How I avoid all this: SSH reverse tunnels
So basically what I do is:
- I choose a cloud host, like Google Cloud or AWS, and rent their cheapest VM. Google Cloud offers a 0.25 CPU, 1 GB of RAM VM for like $7 a month, which is easily less than the difference between many ISP plans. I'm sure you could find other hosts that would offer cheaper.
- I also rent a static IP from that cloud host, which is like another $2 a month, and assign the IP to that VM and configure it to allow incoming traffic.
- (Optional) I register a domain name and point it to that IP address.
- I set up an SSH key which is authorized to SSH into the VM, and put it on the computer in my home.
- I run the server program in the computer in my home as normal.
And then on that computer in my home, I also run a command like this (and let it keep running):
ssh -R 0.0.0.0:25565:127.0.0.1:25565 phoenix@phoenixkahlo.com
\____/ \_____/ \___/ \_______/ \___/ \_____/ \______________/
| | | | | | |
| | \-----\ | | | through this domain
| \---------\ | | | | name or IP address
\-- establish an | | | | | (the cheap VM)
SSH reverse | | | | |
tunnel | | | | logging in with this username
/---------/ | | | (and the SSH keys in ~/.ssh)
| /-----/ | \------------\
| | \-------\ |
accept from | | |
all accept from relay to relay to
addresses port 25565 localhost port 25565
\______________________/ \_____________________/
on the cheap VM on the computer at home
And so:
- The computer at home SSHs into the cheap VM, and has the cheap VM start accepting incoming connections.
- When an incoming connection is accepted, it's relayed down that SSH connection to the computer at home, and then relayed to the actual server.
- A client simply connects to the IP address of the cheap VM, and doesn't need to know that it's being relayed.
Benefits
- If your computer at home can connect to the internet, it can do this. No messing with your ISP required. No worries with port forwarding or NAT or whatever. And you can switch which computer is running the server instantly. If you wanted you could use this technique to host a minecraft server from your phone in an airplane lavatory using the in-flight WiFi. Please do that. Please do that. Please do that.
- It also enhances the privacy, on account that you don't need to tell others your real IP address, and also it's kinda like a firewall too.
Drawback, Costs, Limitations
- You gotta pay up to like $9 a month.
- Increased latency.
- I'm not sure if this could work with UDP.
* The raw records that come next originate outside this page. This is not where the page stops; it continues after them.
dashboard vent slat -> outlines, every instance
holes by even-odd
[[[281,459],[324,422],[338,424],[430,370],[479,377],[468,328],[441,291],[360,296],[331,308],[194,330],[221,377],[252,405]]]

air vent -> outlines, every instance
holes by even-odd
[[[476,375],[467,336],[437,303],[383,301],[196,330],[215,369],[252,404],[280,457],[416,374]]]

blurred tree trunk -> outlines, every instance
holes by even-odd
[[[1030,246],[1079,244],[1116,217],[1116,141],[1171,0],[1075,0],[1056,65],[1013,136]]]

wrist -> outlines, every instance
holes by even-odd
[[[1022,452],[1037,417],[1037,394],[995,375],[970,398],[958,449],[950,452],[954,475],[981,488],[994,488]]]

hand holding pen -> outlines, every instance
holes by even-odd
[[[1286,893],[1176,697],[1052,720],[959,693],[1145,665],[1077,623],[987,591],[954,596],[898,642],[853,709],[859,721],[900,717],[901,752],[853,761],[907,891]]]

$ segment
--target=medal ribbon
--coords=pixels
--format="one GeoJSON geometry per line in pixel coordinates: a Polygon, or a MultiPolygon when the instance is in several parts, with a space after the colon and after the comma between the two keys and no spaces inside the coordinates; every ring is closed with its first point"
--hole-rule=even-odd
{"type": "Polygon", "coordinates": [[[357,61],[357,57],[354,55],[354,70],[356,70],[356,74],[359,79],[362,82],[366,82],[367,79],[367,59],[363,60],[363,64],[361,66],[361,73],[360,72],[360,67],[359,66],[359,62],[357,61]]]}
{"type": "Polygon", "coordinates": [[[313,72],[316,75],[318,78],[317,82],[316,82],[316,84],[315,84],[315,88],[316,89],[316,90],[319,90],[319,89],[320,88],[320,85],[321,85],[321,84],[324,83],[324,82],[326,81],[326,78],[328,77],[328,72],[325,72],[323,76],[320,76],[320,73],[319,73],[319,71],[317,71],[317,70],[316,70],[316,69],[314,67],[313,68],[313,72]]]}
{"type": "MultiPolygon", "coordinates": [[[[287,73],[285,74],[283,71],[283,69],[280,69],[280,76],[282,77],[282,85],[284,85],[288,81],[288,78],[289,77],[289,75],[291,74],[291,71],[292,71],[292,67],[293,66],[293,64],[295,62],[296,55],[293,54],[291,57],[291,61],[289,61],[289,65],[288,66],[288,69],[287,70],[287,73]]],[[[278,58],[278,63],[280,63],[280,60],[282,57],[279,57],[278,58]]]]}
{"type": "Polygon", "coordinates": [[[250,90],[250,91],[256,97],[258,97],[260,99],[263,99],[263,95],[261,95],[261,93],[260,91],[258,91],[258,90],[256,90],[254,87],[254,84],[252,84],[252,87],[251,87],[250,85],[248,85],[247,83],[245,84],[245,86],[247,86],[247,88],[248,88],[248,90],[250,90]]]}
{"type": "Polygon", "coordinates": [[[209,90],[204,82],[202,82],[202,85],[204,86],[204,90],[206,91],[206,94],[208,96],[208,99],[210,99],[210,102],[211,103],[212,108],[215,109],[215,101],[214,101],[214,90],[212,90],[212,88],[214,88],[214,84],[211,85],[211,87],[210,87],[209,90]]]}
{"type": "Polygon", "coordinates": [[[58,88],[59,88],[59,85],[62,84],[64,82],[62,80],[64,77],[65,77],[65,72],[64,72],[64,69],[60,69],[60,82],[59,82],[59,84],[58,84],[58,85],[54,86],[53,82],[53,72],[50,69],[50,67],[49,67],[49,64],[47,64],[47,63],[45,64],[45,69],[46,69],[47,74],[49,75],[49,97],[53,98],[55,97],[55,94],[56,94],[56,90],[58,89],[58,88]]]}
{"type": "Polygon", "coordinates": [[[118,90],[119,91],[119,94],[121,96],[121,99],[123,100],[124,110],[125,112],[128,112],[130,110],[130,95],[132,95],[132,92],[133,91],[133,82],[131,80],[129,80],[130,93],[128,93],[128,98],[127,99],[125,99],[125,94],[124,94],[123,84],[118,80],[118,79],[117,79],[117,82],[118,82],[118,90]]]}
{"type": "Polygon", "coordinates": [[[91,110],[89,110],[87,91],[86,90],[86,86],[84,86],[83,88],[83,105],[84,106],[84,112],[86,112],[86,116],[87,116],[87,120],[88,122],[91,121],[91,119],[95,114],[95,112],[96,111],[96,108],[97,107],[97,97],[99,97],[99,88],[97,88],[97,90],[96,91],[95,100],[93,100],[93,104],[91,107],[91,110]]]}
Furthermore (A Worthwhile Security Note)
I run my Minecraft server in a docker container, and the SSH reverse tunnel in a different docker container, and connect them via a docker virtual network. This means that even if Minecraft has another log4j-level vulnerability which lets an attacker take control of the server host, the worst they could do would be mess up my minecraft server, as that container does not have the SSH keys for accessing phoenixkahlo.com, or any other sort of system access.
Furthermore 2: Another Thing
The web server which hosts this here blog is pretty light-weight, so I just run it directly on the cheap VM. This increases the availability, so it's still there even if my home network fails.
Also, I have nginx as an HTTP reverse-proxy in front of it, which in addition to making it really easy to add TLS and some other stuff, would allow me to reverse-proxy specific sub-paths and sub-domains to reverse tunnels if I wanted. That way I could have some HTTP endpoints hosted directly on the VM and other HTTP endpoints hosted on a server in my home.